How close? With Armando Galarraga off to Arizona, Detroit's most highly regarded young pitcher isn't just an investment for 2012 and beyond. He factored into the team's planning for '11.
A year ago, Turner was the kid in camp, the teenager whose Major League contract brought him into Spring Training with the big club for a chance to learn from the big league coaches before embarking on his first pro season. The way he pitched in his limited Spring Training action showed the kind of stuff that could get big leagues hitters out now.
Last summer was a learning experience for Turner at Class A -- both at West Michigan and Lakeland. Now, the right-hander is readying to go back to Spring Training, but he won't be there simply to learn. He'll be trying to impress.
Turner won't have the chance to pull off what Rick Porcello did and make the big leagues to open his second pro season, barring some catastrophes in the Tigers' rotation. But with a strong spring, he has a chance to put himself into the picture for this summer. And to some, he has the chance to match what Porcello did.
The Tigers haven't gone through an entire season without needing extra starters in a long, long time. With Galarraga gone, Detroit's top pitching prospects -- Turner, Andy Oliver and Charlie Furbush -- are now those extra starters.
Turner is the youngest of the three, but he's also regarded as the most talented. He's the one who consistently shows up on top prospect lists.
In the case of this year's MLB.com Top 50 list, Turner comes in at No. 15. He's the only Tigers product on the list, and he made a huge jump up the list from his spot at No. 42 on last year's list.
The Tigers, far from toning down the rave reviews, don't mind the publicity for Turner.
"He was our No. 1 Draft choice a couple years ago," general manager Dave Dombrowski said at TigerFest last weekend. "He's outstanding. He's a guy that really is good. He is a very consistent mid-90s [fastball] guy. He's an advanced youngster, as far as his breaking ball, changeup and ability to pitch, and has very good control and command."

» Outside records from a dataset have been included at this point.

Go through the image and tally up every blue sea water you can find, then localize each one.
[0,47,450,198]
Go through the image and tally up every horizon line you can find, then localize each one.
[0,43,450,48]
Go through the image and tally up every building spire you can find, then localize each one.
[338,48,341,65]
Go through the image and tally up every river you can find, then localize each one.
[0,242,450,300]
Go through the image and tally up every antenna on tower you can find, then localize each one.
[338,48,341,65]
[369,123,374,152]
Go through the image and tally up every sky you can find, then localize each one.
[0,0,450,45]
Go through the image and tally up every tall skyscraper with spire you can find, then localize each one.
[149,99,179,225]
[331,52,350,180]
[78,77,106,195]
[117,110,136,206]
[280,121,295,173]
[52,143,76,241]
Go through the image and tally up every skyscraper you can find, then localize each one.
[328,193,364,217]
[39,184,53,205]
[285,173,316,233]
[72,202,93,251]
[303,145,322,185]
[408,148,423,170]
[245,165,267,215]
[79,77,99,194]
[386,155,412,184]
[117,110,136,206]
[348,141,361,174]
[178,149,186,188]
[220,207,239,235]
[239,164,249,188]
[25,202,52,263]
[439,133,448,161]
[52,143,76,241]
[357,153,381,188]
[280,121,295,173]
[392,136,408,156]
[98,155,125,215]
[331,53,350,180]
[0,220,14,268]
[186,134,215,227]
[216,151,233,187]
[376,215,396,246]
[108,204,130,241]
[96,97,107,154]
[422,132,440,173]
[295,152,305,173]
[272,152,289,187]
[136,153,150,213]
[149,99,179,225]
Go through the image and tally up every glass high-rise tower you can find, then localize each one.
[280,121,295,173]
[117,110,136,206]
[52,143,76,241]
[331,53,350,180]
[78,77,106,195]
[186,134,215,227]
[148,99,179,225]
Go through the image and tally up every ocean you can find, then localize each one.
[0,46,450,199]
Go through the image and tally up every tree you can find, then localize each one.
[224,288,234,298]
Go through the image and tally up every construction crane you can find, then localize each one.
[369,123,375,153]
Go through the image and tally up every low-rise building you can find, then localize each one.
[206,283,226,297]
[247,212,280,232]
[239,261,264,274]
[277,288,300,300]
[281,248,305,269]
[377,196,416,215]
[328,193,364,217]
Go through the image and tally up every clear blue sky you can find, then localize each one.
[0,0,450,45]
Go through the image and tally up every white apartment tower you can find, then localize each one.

Learning how to use those pitches against professional hitters was Turner's challenge last year. The results were what one would expect for a kid in his first pro season: He had his struggles, but within those were signs of promise.
Turner's 6-5 record between the Whitecaps and Flying Tigers came in spite of a 3.28 ERA. He averaged 1.8 walks and eight strikeouts per nine innings while scattering 106 hits over 115 1/3 innings overall. Aside from walks, his numbers improved with his midseason jump to Lakeland.
He could go back to Lakeland to start the year, something the Tigers like to do with young pitchers to keep them out of the cold up north in April. It reduces the risk of tweaking a muscle here and there, and it gives them a better chance at staying on turn in the rotation with less risk of a rainout or snowout.
But the Tigers aren't ruling out the idea of putting Turner on a fast track.
"Those are the type guys that can suddenly zoom through your organization," Dombrowski said. "We [think to] a couple years ago, with Rick Porcello at A ball. He came in [the next year] and won 14 games [in Detroit]. You'll hear the same discussions and maybe even more so about Turner, because Turner's more advanced with his secondary pitches, whereas Porcello had that great sinker. Turner has the better breaking ball and changeup at that [stage].
"When you're young and talented, you never can tell when you're going to put it all together."
In the bigger picture, the Tigers are planning on Turner and their other young starters being ready sooner rather than later. While many wondered this offseason if the Tigers would look at a frontline starter to put alongside Justin Verlander, it was never a serious consideration in the Tigers' front offices.
The plan is to complement the team's young trio of starters, eventually, with Turner and Oliver.
"We never felt we were going to go out and sign a starting pitcher to a big, long-term contract," Dombrowski said. "And really, the reason behind it is that we not only feel comfortable with Justin Verlander, Max Scherzer, Rick Porcello and Phil Coke, but right behind them, the strength of our organization is our starting pitching. And it's young -- and it's good."